Portuguese American Journal

Viva! Portuguese nation celebrates 50 years of democracy and freedom! – Portugal

Portugal celebrates today the 50th anniversary of the Carnation Revolution (Revolução dos Cravos), the nation’s “Freedom Day,” when a military coup ended the Estado Novo authoritarian regime, led by Antonio Oliveira Salazar, Europe’s longest-lived dictatorship and 13 years of colonial wars in Africa.

On April 25, 1974, some 200 to 300 officers calling themselves the Armed Forces Movement (Movimento das Forças Armadas; MFA), led by General António Spinola and General Francisco da Costa Gomes, and other prominent civilian and military leaders, planned and implemented the coup.

Backed by idealist young military captains, the rebellion quickly turned into a popular uprising joined by jubilant crowds. The military officers opposed the regime’s colonial wars in Africa and the lack of political freedoms at home. The coup was largely bloodless and involved a broad range of individuals, organized groups, and civil society.

The rebellion, also known as the April 25th Revolution, is one of the most significant events in Portuguese history, also named the “Carnation Revolution” after the crowds held red carnations as a symbol of the bloodless military takeover that brought democracy and civil liberties to the Portuguese people.

In 1974, more than half of Portugal’s government budget was spent with the military engaged in wars in three of Portugal’s colonies in Africa. Under the newly established democratic rule, a swift decolonization program was implemented granting independence to Guinea-Bissau, Mozambique, Cape Verde Islands, Sao Tome and Principe, and Angola.

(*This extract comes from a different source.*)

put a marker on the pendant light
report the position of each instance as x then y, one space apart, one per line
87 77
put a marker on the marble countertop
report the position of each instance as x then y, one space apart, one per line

After the military takeover, ruling Prime Minister Marcelo Caetano was overthrown and forced into exile in Brazil. António  Spinola took charge of a Provisional Government, immediately restoring civil liberties that held democratic general elections, leading the country to a swift transition to democracy. Hundreds of political prisoners were released.

A new Constitution was drafted and approved in 1976 establishing a democratic and pluralist political system, enshrining basic human rights, and setting out the principles of the rule of law and separation of powers. Over the next decades, a stable multi-party system was established.

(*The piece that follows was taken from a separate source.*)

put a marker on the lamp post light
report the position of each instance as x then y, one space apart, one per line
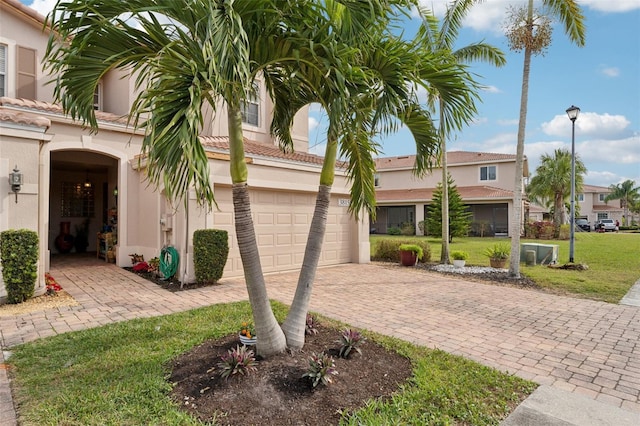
572 112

The new Constitution, widely supported by the Portuguese people, led to Portugal’s first free elections under universal suffrage exactly one year later, replacing the authoritarian Constitution of the Estado Novo regime established in 1933.

It established a presidential system of government with a prime minister and a unicameral parliament. The constitution also guaranteed freedom of expression, association, and religion, as well as the right to education, equal rights for women, health, and social security. Helping to consolidate the country’s transition to democracy, it has since been amended several times to reflect changing political and social circumstances.

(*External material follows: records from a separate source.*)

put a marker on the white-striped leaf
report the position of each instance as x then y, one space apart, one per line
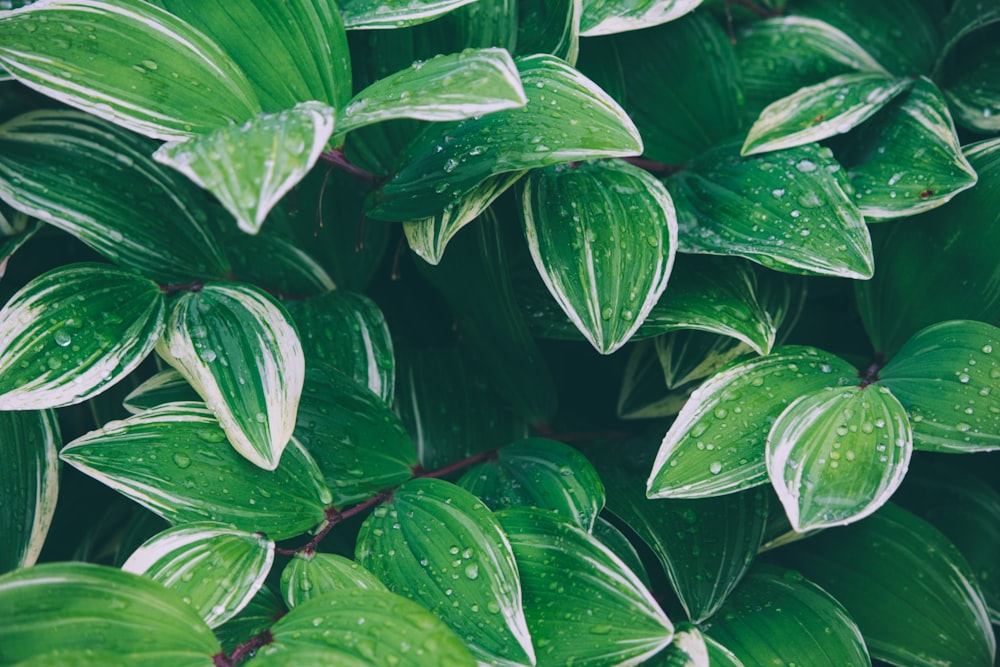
603 237
606 17
175 461
446 87
250 167
374 14
98 183
239 349
834 456
215 568
73 332
126 61
29 484
819 112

Following the transition to democracy, in 1980, the archipelagos of Madeira and the Azores became autonomous self-governed regions. In 1986, Portugal became a member of the European Union and has since evolved as a modern democratic state where the Portuguese population (10,632,069) enjoys many civil liberties.

Since 1974, the 25th of April Carnation Revolution has been celebrated with a national holiday programmed with official political and cultural events nationwide and across the world. To this day, the 25th April Revolution is a source of pride in Portugal, where the anniversary is called “Freedom Day”.